I only wished that Graham was coming too. There was a loneliness that hung around him now, a desolation of the soul. Like the rest of us, he needed Angie. He’d made a terrible mistake and his life was in its shadow.
Graham and I had been buddies. And he’d stuck up for me against Lisa and her broom. I decided to go and say thank you to him nicely. Humans don’t like their men to cry, but as I lay on his chest, gazing and purring, I could feel that his huge body was tight with tears. I tried, but he held on to them.
I expected Vati to go under the sofa when Leroy brought the travelling basket in, but his face brightened and he went straight over and inspected it. Then he walked across elegantly with his tail up and said a beautiful, courteous goodbye to Graham.
‘I’ll miss you, little cat,’ Graham murmured, ‘and … please forgive me.’
Vati touched noses with him, and ran back to the basket. We sat in there, together, facing outwards.
Two black cats against the world.
Chapter Eighteen
CHANGING THE WORLD
Vati and I are ten years old, Angie says, and we’ve just had our birthday. My fur is glossy and well brushed, and I’m still the best cat in the street. Vati has learned to play again, and we have mad half-hours in our happy home. On moonlit nights, the forest calls to me, but I won’t go there. I’m a support cat, and my job is to care for Vati, Angie and Leroy.
Leroy is a young man now, and he’s very rich, he tells me. He sold lots of his wonderful lion pictures and saved all his money. But early this morning he was packing a big rucksack, and he picked me up and said goodbye! And he said, ‘Thank you! Thank you, Timba. You been my BEST, BEST friend.’
I sat in the window and watched a minibus pick him up at the door, and Angie was crying and crying.
Now it’s nearly noon. The sun is high, and Angie is standing in the garden with Vati and me in her arms. I wonder why she’s watching the sky so intently.
Suddenly she stiffens.
‘That’s it!’ she says, and points to a shining plane that is climbing up and up into the blue sky.
Angie is still full of tears. I lick one from her cheek.‘Don’t worry, Timba,’ she says. ‘These are happy tears. Tears of joy. I’m so happy for Leroy, and so proud of him. But we’ll miss him, won’t we, guys?’
We watch the shining plane until it becomes a bright bead, trailing a white arrow of smoke.
And finally, Angie tells us what is going on.
‘That’s Leroy’s plane,’ she says. ‘It’s taking him all the way through the blue sky to Africa … to Timbavati to work with the White Lions.’
Angie was unusually quiet after Leroy had left.
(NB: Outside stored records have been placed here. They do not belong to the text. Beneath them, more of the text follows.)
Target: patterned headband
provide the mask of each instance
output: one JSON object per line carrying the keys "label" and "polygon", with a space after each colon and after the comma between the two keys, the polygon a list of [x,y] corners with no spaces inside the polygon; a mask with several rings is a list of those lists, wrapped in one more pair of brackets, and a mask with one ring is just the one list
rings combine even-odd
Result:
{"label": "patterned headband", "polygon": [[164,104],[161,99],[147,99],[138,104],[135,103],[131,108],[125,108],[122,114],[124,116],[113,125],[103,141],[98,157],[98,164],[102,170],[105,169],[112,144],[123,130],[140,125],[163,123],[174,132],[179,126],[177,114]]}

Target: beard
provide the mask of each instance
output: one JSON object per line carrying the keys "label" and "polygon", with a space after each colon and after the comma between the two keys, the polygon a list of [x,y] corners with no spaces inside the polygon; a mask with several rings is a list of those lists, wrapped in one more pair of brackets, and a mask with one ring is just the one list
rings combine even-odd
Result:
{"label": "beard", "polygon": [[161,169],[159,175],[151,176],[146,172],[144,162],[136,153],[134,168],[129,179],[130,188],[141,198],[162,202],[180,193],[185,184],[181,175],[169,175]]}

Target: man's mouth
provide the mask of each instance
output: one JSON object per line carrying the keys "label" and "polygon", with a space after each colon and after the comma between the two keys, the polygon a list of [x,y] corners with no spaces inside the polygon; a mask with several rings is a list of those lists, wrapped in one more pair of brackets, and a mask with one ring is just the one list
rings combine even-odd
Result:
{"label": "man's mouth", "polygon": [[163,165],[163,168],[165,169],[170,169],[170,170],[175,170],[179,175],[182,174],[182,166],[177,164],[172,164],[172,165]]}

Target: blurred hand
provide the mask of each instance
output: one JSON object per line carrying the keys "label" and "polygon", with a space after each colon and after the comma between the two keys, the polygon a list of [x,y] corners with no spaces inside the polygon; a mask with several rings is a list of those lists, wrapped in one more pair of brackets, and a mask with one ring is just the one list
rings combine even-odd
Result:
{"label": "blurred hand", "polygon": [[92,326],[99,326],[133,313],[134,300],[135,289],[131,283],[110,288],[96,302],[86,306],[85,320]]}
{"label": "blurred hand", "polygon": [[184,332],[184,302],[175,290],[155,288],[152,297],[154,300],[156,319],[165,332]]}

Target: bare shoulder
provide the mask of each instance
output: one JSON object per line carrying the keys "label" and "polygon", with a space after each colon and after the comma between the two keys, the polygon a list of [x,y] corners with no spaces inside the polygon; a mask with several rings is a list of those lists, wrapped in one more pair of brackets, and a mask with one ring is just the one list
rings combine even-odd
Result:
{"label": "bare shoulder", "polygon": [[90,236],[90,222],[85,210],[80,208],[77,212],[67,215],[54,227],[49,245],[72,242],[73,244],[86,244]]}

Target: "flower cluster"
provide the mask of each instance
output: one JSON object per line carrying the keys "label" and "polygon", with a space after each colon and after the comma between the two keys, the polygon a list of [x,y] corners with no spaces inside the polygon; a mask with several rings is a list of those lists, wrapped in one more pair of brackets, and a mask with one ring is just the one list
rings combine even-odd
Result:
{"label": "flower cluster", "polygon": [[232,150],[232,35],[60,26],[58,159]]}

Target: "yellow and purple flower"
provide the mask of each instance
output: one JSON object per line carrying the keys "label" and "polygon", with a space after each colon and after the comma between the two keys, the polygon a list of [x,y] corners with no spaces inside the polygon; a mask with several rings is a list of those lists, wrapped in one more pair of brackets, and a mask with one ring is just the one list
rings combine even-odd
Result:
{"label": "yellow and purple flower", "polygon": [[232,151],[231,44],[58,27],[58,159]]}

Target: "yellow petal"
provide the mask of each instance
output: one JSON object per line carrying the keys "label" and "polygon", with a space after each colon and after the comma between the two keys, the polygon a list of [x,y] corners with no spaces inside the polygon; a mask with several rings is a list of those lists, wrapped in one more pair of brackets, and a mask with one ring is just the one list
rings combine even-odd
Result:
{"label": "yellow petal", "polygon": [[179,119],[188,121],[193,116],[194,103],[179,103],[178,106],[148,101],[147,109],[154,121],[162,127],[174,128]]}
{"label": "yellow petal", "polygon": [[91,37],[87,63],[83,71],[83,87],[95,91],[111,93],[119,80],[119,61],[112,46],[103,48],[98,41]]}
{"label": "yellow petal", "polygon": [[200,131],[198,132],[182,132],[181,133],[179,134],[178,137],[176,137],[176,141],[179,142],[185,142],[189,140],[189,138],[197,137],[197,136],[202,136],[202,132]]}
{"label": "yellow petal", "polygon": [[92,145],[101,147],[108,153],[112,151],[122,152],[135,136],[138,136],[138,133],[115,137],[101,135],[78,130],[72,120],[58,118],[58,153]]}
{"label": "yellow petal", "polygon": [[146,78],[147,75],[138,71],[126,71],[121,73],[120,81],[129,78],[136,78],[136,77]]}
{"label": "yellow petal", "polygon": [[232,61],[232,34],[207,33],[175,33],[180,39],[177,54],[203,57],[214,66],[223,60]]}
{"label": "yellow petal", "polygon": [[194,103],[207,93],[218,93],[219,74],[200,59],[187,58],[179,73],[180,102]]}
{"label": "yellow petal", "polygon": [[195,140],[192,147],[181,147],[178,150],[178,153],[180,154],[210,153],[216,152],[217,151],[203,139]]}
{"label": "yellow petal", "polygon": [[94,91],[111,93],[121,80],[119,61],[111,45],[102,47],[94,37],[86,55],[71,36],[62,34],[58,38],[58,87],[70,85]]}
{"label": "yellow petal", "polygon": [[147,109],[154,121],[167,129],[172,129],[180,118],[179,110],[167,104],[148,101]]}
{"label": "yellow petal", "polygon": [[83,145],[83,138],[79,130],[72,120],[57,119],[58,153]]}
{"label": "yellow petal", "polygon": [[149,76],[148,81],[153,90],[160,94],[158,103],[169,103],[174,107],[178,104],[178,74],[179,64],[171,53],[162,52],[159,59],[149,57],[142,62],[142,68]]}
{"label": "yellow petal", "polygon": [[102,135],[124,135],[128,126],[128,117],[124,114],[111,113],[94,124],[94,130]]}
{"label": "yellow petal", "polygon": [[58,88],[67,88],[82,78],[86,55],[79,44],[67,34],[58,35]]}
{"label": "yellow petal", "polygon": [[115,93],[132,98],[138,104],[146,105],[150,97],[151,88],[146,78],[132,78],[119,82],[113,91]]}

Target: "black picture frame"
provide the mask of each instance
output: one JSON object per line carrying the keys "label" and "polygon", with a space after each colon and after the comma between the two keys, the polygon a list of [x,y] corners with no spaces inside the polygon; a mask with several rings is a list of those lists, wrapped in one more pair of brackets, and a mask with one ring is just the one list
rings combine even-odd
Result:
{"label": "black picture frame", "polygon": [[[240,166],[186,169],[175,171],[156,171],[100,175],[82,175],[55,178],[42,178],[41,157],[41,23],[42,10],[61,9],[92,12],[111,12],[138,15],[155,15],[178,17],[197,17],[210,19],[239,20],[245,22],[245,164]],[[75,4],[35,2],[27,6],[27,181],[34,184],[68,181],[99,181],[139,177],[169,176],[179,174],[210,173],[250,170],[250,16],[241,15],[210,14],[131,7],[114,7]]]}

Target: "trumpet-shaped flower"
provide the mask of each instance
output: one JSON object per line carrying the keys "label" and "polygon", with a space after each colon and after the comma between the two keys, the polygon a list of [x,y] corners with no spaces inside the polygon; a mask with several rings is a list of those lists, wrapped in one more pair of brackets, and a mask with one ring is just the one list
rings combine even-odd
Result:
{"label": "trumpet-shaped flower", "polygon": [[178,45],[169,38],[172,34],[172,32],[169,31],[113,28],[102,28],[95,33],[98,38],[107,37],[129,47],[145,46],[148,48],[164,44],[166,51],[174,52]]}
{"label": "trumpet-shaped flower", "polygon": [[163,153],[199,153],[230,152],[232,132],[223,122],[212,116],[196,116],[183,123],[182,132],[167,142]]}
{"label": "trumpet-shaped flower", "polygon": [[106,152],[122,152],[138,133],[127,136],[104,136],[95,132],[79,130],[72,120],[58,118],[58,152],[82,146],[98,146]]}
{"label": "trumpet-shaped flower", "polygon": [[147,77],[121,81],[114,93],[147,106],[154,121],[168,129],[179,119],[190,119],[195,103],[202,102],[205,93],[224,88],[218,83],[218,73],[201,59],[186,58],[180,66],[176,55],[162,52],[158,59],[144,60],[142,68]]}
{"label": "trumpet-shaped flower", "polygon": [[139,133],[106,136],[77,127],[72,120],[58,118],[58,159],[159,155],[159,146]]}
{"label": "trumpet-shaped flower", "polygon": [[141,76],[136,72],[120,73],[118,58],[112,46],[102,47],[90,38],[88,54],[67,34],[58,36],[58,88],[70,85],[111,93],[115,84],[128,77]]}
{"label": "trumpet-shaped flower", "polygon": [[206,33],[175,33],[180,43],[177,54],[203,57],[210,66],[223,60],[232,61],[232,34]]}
Her bright flame seemed to have gone out. She only came alive when we were looking at her laptop, Vati and I sitting on the table beside her, our heads weaving from side to side as we saw pictures of Leroy onscreen. Running down the steps from a big aeroplane and climbing into a truck with some other young people.‘He’s making friends … at last!’ Angie said. ‘He’s found kindred spirits.’ But Leroy’s eyes were homesick as he talked to Angie. ‘I miss you, Angie, and Timba and Vati.’